In the walkthrough above, we looked at how we could create product listing descriptions based on an image input. Next, let's look at how we can generate detailed product descriptions based on text input containing rough product specifications, such as those found on online marketplaces.

1) The first step is to set up your ontology again by navigating to the schema tab, creating a new scheme and selecting the "text" media type as we're dealing with text inputs this time. We recommend naming it something descriptive such as "multi description", and then add the overall text classifications for our descriptions, with free text responses. In this example, we'll be generating 3 product descriptions. We will then need some indicator to say which of the preferred descriptions has been identified as the best by the human labeler (e.g., description 1, description 2, description 3, preferred description) as shown below .

Set up a multi-description comparison workflow.

2) We're now in a position to execute our Model Foundry run, which we can do by selecting all the data rows within this data set and by predicting with Foundry. Since we're interested in generating an output text based on the input provided, let's use OpenAI's GPT-4 again in this instance.

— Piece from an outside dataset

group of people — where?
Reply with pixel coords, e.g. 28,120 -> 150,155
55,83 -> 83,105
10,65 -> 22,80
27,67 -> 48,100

3) As a next step, let's select an ontology. We're going to want to edit this ontology because we're not interested in asking the model to provide the preferred description but simply to output each of the three descriptions. To do so, we can click "edit", then we can ignore the preferred description option. Clicking "save" will update the automatically generated prompt before and we can add some additional information via prompt to direct the model in our desired manner.

4) As shown above, we'll be asking the model to provide three different output descriptions based on the input specifications provided. We can then edit any of the parameters available to us as required and once we're ready, we can generate the preview as shown below.

Generate description previews.

5) After we've generated our preview, we can begin to explore each of the outputted results for the sample of five data rows. To see the full response, we can navigate to to "view log" and see the outputted response from our model which has provided three different descriptions. As it appears the model is performing as expected and we can now execute the full model run (as shown below).

View log to see model output.

6) Once our model run has been complete, we're in a position to navigate to the Model Run of interest. We can explore the three different descriptions that the model has generated for each of our data rows. Let's pass these to an Annotate project for a human labeler to select which of the three descriptions are preferable. To do so, we'll set up an Annotate project again, making sure to select "text", add our ontology that we used earlier, and then pass our model run outputs, and then "Send to Annotate".

7) Finally, we can view the 3 descriptions that the model has outputted. We can now have a human labeler review each of these descriptions, and select which one of the descriptions is most appropriate to include in the website listing as shown below.

Human labelers can review each description for the preferred description.

We can continue with this workflow until labelers have reviewed and assessed all data row descriptions. This allows us to build a dataset ready to extract and identify preferred descriptions and pass these description downstream for whatever use case is required such as inclusion on the product listing of our website.

We hope that this walkthrough gives you an idea of how you can leverage Labelbox's Foundry capabilities to create automatically generated product descriptions for a wide range of use cases. This should dramatically reduce the time taken and costs associated with generating outputted text (from product descriptions, to alt-text, to articles), while leveraging foundation models to automate the first pass.


As consumer businesses in media, retail, and internet strive to distinguish themselves in a competitive market, the power of AI-driven captioning systems for automating product listings serves as a powerful lever for speeding up manual tagging processes. Companies can tap into their vast data stores and harness the capabilities of advanced algorithms to enrich the customer experience.